ムビリはテレビ向きでもある。多くの場合、"TVファイター "というレッテルを貼られるのは、その限界はすぐにわかるが、双方向のコンタクトを多用するスタイルで面白い番組を作るボクサーである。しかしたまに、そのレッテルにふさわしいスタイルのファイターが、ハイレベルなオペレーターでもあることがある。
オリンピックのアマチュアに期待されるテクニカルな能力は洗練されているが、リングの内側で真に舵取りをしているのは、生身のフィジカルと心肺機能である。今年3月のファイト・オブ・ザ・イヤー候補、カルロス・ゴンゴラ戦での勝利が証明しているように、彼が試合に勝つために取るべき道はもっと簡単かもしれない。この試合自体は、その後に続いた他の素晴らしい試合の影に隠れてしまっているかもしれないが、その第8ラウンドは、ムビリがゴンゴラのホームラン・アッパーをフレーム序盤で吸収し、終了間際に逆転したものであり、年末のラウンド・オブ・ザ・イヤーの有力な候補となることは間違いないだろう。
ムビリ
「8ラウンドの間、私は自分の仕事が目の前でフラッシュバックするのを見た、トレーニングで苦しんだ時間を見た、目標を見た。彼は私を傷つけていないし、私のほうが彼より危険だと自分に言い聞かせた。それは本当に心理的な作業だった。」現在、WBCランキング1位、RING誌総合168ポンド級3位のムビリは、キャリアの弧を描く上で厄介な場所に身を置いている。今週金曜日、ケンタッキー州ガティノーで開催されるESPN+のメインイベントで、デモンド・ニコルソンと対戦する。この試合は当初、現在延期されているアルトゥール・ベテルビエフ対カラム・スミスのイベントの一部として予定されていたが、プロモーターはそのイベントとガティノー・イベントの既存の試合を統合し、11試合のメガカードを作ることを選択した。
WBCで最高ランクになり、RINGでも同様に素晴らしい位置にあるムビリは、もはやランキング・ゲームをする必要はない。WBC王者カネロ・アルバレスの挑戦者決定戦に回る可能性があるエリミネーター戦を除けば、他のどのコンテンダーにも勝利することはできない。むしろ、彼には他に2つのゲームがある。1.予測不可能な砂時計を目の前にして、数ヵ月後か数年後かわからないビッグチャンスを逃さずに成長し続けること、そして2.フランス系カナダ人のスーパーミドル級選手という存在を、より多くの観客に知ってもらい、興味を持ってもらうこと。
ムビリのトレーナーであるマーク・ラムジーは最近、ムビリは "成長の終わりに近づいている "と語っている。しかし、マッチメイクの観点からすれば、ムビリは他のスーパー・ミドル級選手にとってハイリスク・ローリターンの提案となる。昨年、ムビリのコーナーで働くサミュエル・デカリーは『ル・ジャーナル』誌に、ムビリと対戦する相手でさえ20万ドル以上を要求していたと語っている。皮肉なことに、これがムビリがゴンゴラとの試合を受けることになった理由であり、ゴンゴラはムビリと同じような提案をしてきた、トリッキーで危険なサウスポーである。ゴンゴラに勝利したからといって、ムビリはランキングを上げることはできなかった。
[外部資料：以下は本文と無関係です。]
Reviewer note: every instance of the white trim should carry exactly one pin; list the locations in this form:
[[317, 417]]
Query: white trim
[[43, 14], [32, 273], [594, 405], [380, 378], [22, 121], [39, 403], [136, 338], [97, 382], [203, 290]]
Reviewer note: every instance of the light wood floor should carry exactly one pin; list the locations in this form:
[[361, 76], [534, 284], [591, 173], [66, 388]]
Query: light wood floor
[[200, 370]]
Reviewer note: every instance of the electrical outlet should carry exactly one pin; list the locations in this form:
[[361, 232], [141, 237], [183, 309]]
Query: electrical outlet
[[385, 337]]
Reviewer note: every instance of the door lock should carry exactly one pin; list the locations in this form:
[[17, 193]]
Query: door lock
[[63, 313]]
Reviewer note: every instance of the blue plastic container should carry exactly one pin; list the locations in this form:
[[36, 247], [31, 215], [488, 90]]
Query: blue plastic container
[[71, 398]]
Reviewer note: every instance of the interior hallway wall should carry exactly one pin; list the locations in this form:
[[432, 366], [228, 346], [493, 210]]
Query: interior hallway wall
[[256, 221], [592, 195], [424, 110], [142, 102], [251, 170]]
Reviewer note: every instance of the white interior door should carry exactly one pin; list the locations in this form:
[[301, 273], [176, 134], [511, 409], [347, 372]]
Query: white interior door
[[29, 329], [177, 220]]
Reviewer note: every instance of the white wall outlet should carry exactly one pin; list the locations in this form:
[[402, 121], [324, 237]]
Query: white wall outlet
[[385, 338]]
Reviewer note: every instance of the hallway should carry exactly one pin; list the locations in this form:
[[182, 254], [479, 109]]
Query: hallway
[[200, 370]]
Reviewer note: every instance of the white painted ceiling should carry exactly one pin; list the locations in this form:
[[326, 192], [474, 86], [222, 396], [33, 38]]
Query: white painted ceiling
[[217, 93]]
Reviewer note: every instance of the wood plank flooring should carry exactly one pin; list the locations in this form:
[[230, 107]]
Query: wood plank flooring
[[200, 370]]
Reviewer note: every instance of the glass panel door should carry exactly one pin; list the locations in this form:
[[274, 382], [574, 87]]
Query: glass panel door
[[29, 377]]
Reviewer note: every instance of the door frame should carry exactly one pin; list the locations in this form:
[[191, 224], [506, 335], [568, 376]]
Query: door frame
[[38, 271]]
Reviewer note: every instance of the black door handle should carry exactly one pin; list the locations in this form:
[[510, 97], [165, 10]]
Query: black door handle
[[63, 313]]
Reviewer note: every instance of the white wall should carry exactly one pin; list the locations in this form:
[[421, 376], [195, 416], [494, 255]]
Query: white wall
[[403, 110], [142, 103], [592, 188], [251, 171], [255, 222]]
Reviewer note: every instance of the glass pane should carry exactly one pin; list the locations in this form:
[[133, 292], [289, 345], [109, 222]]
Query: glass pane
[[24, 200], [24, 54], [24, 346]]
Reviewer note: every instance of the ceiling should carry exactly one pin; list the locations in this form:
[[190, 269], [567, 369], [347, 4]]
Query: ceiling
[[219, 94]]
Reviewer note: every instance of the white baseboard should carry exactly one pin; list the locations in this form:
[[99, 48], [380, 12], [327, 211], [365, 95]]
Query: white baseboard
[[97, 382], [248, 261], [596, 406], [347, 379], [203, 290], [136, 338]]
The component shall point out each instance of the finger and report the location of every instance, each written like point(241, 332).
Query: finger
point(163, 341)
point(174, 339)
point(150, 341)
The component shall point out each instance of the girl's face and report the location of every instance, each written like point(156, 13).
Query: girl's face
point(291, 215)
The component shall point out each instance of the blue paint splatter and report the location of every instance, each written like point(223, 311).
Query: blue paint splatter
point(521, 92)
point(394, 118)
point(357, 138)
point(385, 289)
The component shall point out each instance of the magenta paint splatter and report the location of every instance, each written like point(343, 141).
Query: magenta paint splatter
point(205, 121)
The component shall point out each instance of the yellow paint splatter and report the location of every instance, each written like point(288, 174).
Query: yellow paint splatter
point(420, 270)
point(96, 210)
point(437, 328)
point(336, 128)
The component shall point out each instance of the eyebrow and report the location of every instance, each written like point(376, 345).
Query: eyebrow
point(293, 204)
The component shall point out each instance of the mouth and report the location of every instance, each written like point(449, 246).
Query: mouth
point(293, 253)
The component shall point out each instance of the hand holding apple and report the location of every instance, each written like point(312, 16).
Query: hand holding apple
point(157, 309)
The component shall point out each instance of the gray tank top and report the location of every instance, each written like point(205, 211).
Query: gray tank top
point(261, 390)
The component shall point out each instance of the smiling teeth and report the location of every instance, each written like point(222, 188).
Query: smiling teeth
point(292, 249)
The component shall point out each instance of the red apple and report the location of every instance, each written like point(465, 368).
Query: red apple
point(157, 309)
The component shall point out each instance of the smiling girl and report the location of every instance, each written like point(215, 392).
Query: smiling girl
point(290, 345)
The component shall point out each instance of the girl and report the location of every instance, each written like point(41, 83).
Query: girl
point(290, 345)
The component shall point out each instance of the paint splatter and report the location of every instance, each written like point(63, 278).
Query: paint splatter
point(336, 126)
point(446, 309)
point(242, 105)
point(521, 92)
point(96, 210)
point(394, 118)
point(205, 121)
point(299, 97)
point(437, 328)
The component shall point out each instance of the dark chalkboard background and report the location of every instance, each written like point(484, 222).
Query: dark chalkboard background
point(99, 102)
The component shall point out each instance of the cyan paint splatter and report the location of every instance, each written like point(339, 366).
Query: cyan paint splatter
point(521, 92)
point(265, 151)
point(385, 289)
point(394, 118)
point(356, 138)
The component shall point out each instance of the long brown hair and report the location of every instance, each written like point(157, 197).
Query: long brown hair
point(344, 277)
今年初めにアルバレスがジョン・ライダーに勝利した後、ムビリはフランスの『L'Equipe』誌に対しカネロが「下り坂」にあり「ビジョンとフットワーク」を失っていると感じたと語り、この試合を「見ていて安心できる」と評した。
知名度という点では、ムビリはすでにフランスとケベック両地域で、地元で注目される存在になっている。2試合前にはフランスのナントでヴォーン・アレクサンダーを破り、大観衆の前で戦った。モントリオールでは、モントリオール・カジノのヘッドライナーを3度務め、毎回、試合前夜に完売させている。地元の新聞は、彼が "ケベック・ボクシングの新しい寵児 "かどうかという疑問を投げかけている。
しかし、母国や県外では、ムビリはまだ無名で、今週末にはアメリカ配信の放送に出演する。しかし、彼のアグレッシブさを考えれば、ムビリは印象を良くすることができるだろう。新しい視聴者は、彼が世界チャンピオンになれると信じるかどうかは別として、それを知るまでの時間を楽しむことになるだろう。